Growing up in New Jersey, I was able to experience four distinct seasons with piles of brightly colored leaves in the fall and snow in the winter. On snowy days, I used to love to come inside, after a busy morning of sledding and snow angels, to a lunch of Campbell's Tomato Soup and a grilled cheese sandwich. I loved to dip the corner of my sandwich into the soup--it was a fantastic flavor combination. Nowadays, although I live in the Southwest where winter lasts for about 3 days and, even if it does snow, you would need to gather all of the snow in the city just to make one snowball, I still like to have my tomato soup and grilled cheese. This is my updated, made-from-scratch version, which uses roasted tomatoes and fresh basil. I have updated the grilled cheese sandwich as well (see recipe suggestions), but the flavor combination is still there and it is just as comforting as it was when I was little.
This would be a great recipe to make ahead for easy dinners over the busy holiday season when you don't have time to cook and you want something light yet satisfying. My previously posted Roasted Butternut Squash Soup recipe would be another good one to have on hand. Here are my suggestions for this recipe:
- For an updated version of the grilled cheese sandwich, I like to use whole grain bread, good sharp cheddar cheese, thinly sliced prosciutto (substitute ham or turkey if you can't find it), and whole grain dijon mustard. Butter both slices of bread on the outside and then spread the dijon on the inside of one slice. Layer the prosciutto and cheese on the mustard and them top with the other slice of bread. Grill on a grill pan or a skillet, weighted down (I used my tea kettle to weight it down, but another skillet or heavy plate would work too). Flip the sandwich over after one side is deep golden brown.
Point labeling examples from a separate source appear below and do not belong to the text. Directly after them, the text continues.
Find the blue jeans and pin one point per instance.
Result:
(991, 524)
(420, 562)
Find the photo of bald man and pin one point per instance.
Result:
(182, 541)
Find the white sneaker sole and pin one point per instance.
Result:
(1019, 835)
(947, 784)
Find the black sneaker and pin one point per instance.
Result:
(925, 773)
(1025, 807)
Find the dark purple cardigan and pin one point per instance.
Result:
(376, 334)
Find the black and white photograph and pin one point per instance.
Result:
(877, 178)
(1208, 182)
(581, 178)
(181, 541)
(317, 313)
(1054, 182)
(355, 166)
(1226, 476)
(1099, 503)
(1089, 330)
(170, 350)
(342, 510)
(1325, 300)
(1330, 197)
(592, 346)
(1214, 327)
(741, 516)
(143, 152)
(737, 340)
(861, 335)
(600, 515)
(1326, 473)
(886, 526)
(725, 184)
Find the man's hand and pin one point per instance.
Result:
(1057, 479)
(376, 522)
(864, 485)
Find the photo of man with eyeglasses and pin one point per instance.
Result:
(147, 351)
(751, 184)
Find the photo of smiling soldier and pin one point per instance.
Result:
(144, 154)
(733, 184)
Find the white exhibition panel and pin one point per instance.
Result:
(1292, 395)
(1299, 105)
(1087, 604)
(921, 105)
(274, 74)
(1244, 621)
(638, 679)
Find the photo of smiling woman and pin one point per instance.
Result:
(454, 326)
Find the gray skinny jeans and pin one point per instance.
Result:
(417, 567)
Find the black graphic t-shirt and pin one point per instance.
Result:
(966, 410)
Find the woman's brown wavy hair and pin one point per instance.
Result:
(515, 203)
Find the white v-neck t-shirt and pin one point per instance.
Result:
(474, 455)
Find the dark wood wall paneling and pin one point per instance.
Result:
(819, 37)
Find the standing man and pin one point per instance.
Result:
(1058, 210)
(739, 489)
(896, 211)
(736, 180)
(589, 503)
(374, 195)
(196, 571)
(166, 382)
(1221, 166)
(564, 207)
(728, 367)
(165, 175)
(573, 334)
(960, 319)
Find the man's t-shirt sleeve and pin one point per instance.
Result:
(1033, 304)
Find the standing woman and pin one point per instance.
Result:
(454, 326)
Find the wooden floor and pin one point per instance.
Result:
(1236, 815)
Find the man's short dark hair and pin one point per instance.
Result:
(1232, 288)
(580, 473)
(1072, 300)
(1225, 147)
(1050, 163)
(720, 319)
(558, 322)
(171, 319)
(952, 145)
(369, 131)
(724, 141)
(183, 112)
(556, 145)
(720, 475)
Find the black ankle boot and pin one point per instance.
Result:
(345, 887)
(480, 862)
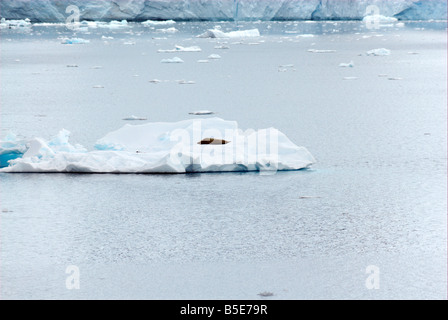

- I like to use a mixture of roma (also called plum) tomatoes and small grape tomatoes for this recipe because I think that this combination produces the best flavor. The grape tomatoes do not need to be halved prior to roasting, as they are small enough. The photo below is what the tomatoes should look like when they are ready to come out of the oven.
- You may adjust the amount of red pepper flakes depending on the amount of heat that you like in your recipes, but adjust it gradually. A little bit goes a long ways.
- For easier clean up, line the baking sheet with foil or parchment prior to roasting the tomatoes.
- Fresh basil is important for this recipe, so this is a case in which I do not recommend substituting a dried herb.
- This soup freezes well for up to one month and it can be refrigerated for one week.
3 pounds ripe tomatoes, halved lengthwise
1/4 cup plus 2 tablespoons extra virgin olive oil
1 tablespoon kosher salt
1 1/2 teaspoons pepper
2 cups chopped yellow onion
6 cloves garlic, minced
2 tablespoons butter
1/4 teaspoon crushed red pepper flakes
28 ounce can whole plum tomatoes with juices
4 cups fresh basil leaves
1 teaspoon dried thyme
1 quart chicken stock or water
Preheat the oven to 400F degrees. Toss together the tomatoes, 1/4 cup olive oil, salt, and pepper. Spread the tomatoes in one layer on a baking sheet and roast for 45 minutes.
In a large stockpot, on medium heat, saute the onions and garlic with 2 tablespoons olive oil, the butter, and red pepper flakes for 10 minutes, or until the onions start to brown. Add the canned tomatoes, basil, thyme, and chicken stock. Add the oven roasted tomatoes, including the liquid on the baking sheet. Bring to a boil and then simmer uncovered for 40 minutes. Pulse with an immersion blender or in batches in a regular blender until you reach your desired level of consistency. Season with additional salt and pepper and serve hot or cold with a grilled cheese sandwich.